O caso específico em julgamento no Supremo é uma questão de ordem relatada por Barroso e relativa à Ação Penal 937, que analisa a situação do prefeito de Cabo Frio (RJ), Marquinho Mendes (PMDB).

Denunciado por compra de votos nas eleições de 2008, o político cumpriu o mandato, assumiu como deputado federal em 2015 como suplente de Eduardo Cunha (PMDB-RJ) e, em 2016, foi eleito pela terceira vez em Cabo Frio, fazendo com que seu processo mudasse de foro diversas vezes.

O que mudaria

Barroso estima que, com a restrição discutida no STF, cerca de 90% dos casos envolvendo políticos que estão hoje na Suprema Corte seriam enviados a instâncias inferiores.

Só ficariam aqueles que tivessem relação direta com a função dos deputados e senadores e que fossem cometidos durante o mandato. Eventuais crimes praticados antes da posse dos parlamentares, portanto, não seriam investigados e julgados pelo Supremo.

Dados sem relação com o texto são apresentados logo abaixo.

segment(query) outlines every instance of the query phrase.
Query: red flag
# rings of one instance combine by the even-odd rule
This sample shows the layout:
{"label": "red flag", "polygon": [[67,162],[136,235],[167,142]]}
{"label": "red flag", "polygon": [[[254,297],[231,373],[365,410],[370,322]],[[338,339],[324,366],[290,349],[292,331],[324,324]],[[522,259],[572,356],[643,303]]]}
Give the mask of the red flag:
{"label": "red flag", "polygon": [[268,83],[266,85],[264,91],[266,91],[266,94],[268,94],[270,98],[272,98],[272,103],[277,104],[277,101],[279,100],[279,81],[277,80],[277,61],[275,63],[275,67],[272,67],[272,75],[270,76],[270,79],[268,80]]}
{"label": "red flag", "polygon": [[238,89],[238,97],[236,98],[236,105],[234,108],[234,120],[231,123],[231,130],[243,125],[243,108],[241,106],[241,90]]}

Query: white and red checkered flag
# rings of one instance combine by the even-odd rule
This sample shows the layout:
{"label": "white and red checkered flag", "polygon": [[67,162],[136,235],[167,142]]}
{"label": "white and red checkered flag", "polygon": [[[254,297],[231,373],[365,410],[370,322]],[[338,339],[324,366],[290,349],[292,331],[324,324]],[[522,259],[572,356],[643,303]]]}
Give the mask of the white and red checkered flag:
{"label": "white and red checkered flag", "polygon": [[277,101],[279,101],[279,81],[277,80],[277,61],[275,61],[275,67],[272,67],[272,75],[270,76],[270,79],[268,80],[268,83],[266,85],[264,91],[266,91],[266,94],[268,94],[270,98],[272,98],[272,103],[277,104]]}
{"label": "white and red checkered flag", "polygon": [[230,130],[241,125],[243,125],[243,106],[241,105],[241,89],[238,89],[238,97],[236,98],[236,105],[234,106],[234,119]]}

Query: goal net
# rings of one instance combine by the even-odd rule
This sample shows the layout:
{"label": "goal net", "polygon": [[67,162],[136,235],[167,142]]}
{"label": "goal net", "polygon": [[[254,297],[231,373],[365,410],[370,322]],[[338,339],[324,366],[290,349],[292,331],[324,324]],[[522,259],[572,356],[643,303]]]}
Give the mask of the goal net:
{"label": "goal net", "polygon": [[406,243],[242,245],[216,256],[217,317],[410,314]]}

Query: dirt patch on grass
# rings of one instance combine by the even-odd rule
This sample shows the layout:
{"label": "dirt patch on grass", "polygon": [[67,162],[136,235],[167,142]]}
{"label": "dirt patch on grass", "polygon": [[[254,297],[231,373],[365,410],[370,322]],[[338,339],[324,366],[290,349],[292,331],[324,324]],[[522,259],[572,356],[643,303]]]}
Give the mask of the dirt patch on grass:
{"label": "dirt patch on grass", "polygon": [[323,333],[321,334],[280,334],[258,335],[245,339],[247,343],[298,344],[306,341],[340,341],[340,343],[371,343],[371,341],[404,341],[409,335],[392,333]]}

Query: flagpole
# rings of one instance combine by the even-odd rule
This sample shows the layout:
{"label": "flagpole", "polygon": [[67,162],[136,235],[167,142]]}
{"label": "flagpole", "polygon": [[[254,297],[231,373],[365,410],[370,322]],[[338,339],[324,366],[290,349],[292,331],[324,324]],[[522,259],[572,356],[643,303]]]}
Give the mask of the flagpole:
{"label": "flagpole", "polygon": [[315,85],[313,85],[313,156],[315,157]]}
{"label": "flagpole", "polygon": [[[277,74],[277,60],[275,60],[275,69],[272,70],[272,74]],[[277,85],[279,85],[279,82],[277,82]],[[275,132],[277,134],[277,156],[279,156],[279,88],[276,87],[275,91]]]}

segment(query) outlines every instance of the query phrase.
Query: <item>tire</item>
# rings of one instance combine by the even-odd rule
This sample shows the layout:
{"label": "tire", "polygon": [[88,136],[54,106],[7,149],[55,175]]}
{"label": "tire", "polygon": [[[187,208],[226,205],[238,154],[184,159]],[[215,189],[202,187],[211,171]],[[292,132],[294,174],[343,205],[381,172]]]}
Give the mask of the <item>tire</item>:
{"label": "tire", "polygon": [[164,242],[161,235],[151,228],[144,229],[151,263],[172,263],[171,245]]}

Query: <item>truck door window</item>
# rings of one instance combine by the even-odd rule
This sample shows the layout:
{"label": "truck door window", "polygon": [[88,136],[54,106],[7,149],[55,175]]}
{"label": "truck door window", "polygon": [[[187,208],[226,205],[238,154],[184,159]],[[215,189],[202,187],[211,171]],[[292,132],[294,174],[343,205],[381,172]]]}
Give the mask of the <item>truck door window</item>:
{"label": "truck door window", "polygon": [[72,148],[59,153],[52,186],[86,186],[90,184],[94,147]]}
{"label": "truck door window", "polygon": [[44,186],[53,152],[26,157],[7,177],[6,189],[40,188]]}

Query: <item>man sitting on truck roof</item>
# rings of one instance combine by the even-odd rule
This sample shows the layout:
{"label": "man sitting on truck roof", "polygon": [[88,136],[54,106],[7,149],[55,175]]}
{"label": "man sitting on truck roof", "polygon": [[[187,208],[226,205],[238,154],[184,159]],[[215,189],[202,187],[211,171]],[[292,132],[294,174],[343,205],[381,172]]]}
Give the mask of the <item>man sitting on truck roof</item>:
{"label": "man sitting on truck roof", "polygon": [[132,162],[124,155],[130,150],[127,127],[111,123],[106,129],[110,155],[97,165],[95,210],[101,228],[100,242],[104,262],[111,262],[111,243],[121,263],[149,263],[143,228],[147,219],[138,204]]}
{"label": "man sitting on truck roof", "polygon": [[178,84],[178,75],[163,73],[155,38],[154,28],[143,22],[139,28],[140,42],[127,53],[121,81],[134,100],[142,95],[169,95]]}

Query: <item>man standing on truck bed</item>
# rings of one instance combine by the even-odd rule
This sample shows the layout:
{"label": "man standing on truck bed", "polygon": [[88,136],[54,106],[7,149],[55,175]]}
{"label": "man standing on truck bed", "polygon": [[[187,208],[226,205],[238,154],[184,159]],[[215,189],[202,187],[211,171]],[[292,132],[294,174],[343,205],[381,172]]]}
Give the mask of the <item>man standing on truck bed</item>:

A PEC que tramita na Câmara, por sua vez, teria impacto ainda maior, já que acabaria com o privilégio de foro para um número muito maior de funções. O presidente da Associação dos Juízes Federais do Brasil (Ajufe), Roberto Veloso, estima que 45 mil pessoas no Brasil tenham a acesso a ele - de deputados, senadores, prefeitos, governadores e ministros a magistrados, promotores e desembargadores.

Seja a versão mais tímida ou a mais ampla, as mudanças propostas no foro dariam grande protagonismo a juízes mais jovens, de primeira instância, diz o ex-ministro do Supremo Tribunal de Justiça (STJ) José Augusto Delgado.

"Ao serem chamados a proferir decisões contra autoridades, eles não poderão se deixar pelo prestígio e pelas pressões do julgamento", aconselha.

Eloísa Machado, coordenadora do Supremo em Pauta da FGV Direito-SP, pondera, em artigo publicado no jornal Folha de S. Paulo, que a interrupção do julgamento no Supremo deixa dúvidas nesse sentido. Com a mudança, juízes de primeira instância poderão, por exemplo, enviar ordens de prisão diretamente às casas legislativas ou determinar a condução coercitiva de deputados para prestar depoimentos?

Como funciona em outros países

O foro especial é utilizado em diversos países sob a justificativa de proteger cargos públicos-chave de perseguição política. A ideia é permitir que autoridades sensíveis a represálias e intimidação sejam julgadas por tribunais isentos, explica Tavares Filho, consultor legislativo da Câmara.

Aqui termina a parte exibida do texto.